Avec 37 Mt émises en 2014, la centrale de Belchatow est la plus grosse émettrice de CO2 d'Europe.

Un drame. Les pourfendeurs de l’Energiewende vont devoir changer leur argumentaire. Car contrairement aux années passées, la transition énergétique allemande n’alourdit plus le bilan carbone allemand, mais l’allège.

Dans un communiqué mis en ligne mardi 31 mars, l’agence fédérale de l’environnement (Umwelt Bundesamt) annonce une baisse de 4,8% des émissions de CO2 entre 2013 et 2014. L’an passé, notre grand voisin a rejeté 800 millions de tonnes de gaz carbonique tout rond. Cette déflation touche tous les gaz à effet de serre: 912 Mt équivalent CO2 ont été expédiées dans l’atmosphère l’an dernier, contre 953 Mt téq.CO2 en 2013 (-4,3%).

Selon un calcul réalisé par Carbon Market Data, les installations soumises à l'ETS auraient, collectivité, réduit de 4,4% leurs émissiosn de GES entre 2013 et 2014.

Cette bonne performance est largement imputable à la douceur de l’hiver et du printemps.

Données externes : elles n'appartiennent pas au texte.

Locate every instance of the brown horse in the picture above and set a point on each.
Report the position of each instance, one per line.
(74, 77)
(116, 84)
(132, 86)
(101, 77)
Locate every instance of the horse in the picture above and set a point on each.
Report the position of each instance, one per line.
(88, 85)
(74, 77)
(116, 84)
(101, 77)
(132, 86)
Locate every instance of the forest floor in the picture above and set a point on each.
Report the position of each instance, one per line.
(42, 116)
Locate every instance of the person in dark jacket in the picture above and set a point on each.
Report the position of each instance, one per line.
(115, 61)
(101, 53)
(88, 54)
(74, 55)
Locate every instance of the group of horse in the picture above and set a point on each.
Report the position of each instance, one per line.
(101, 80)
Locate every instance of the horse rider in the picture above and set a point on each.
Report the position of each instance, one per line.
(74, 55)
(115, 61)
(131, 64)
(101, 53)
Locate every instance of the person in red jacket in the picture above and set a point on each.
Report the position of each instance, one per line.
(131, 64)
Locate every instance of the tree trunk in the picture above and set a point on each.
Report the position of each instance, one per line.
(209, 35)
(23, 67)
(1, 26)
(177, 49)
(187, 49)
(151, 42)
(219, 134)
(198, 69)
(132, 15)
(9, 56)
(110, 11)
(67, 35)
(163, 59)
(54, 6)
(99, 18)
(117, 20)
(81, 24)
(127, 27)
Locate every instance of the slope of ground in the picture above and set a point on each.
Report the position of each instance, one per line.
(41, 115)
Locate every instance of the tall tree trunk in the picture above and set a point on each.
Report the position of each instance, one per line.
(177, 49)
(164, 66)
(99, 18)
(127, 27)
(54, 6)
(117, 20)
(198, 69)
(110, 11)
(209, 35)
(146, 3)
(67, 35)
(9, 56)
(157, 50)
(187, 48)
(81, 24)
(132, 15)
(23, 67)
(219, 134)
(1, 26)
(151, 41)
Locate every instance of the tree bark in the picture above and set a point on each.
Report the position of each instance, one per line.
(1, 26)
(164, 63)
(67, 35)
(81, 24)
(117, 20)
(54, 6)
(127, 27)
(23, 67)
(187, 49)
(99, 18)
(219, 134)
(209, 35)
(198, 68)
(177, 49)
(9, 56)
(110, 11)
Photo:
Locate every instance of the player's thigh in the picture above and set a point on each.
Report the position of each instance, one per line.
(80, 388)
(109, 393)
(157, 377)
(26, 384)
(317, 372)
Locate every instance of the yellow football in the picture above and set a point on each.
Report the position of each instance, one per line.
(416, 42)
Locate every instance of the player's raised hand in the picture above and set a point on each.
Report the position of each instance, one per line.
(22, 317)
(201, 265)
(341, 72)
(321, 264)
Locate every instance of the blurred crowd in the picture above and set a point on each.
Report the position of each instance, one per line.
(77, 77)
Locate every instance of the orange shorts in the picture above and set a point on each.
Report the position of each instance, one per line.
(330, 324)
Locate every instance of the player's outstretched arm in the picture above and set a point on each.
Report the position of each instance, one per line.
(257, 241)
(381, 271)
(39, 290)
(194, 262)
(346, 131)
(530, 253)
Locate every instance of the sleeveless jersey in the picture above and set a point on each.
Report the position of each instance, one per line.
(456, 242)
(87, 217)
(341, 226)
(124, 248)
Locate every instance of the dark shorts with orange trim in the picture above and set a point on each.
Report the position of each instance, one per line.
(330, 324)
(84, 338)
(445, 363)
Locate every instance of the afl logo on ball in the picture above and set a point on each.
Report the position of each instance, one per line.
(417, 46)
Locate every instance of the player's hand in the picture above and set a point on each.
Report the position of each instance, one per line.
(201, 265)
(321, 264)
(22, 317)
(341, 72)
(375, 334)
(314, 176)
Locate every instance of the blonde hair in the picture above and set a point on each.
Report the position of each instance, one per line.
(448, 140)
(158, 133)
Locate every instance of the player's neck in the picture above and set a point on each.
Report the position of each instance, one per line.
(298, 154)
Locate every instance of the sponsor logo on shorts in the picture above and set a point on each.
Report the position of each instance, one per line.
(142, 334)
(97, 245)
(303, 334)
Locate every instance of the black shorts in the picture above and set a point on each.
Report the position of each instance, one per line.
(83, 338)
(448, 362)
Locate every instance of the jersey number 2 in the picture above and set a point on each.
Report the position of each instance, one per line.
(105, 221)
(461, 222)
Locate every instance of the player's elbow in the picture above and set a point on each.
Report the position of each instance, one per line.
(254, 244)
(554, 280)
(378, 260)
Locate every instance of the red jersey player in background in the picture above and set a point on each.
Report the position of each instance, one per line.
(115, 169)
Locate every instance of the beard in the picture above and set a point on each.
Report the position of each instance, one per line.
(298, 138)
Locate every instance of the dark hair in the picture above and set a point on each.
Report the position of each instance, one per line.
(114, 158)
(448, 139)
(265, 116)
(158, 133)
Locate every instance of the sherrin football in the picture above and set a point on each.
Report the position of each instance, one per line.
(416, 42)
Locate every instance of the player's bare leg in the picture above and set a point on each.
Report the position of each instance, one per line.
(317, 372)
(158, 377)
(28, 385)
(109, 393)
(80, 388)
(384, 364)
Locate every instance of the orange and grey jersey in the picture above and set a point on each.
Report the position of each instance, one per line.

La clémence météo a d’ailleurs profité à d’autres pays: l’an passé[1], le Royaume-Uni a ainsi réussi l’exploit de faire chuter de 9,2% ses émissions carbonées.

Mais la météo n’est pas tout. Dans les deux cas, les renouvelables prennent une part croissante dans le bouquet énergétique. En Allemagne, éolien, hydraulique et photovoltaïque ont produit 27,8% de l’électricité consommée en 2014, contre 6,2% en 2000. Outre-Manche, les ENR ont généré 15% du courant consommé en 2014, contre moins de 3% au début du siècle.

Pour autant, les deux pays ont encore du pain sur la planche. Berlin doit encore réduire, structurellement, ses émissions de 18% d’ici 2020 pour atteindre son objectif légal (-40% entre 1990 et 2020). Le Royaume-Uni, lui, s’est fixé des budgets carbone quinquennaux (idée reprise par le projet de loi français sur la transition énergétique). En 2014, Londres a quasiment atteint le but fixé pour la fin du budget 2013-2017. Pour satisfaire aux exigences du budget carbone suivant (2018-2022), les Britanniques devront, en moyenne, réduire de 10% leurs rejets de GES.



[1] A noter, qu’en 2014, le PNB allemand a progressé de 1,5% quand celui du Royaume-Uni bondissait de 2,6%.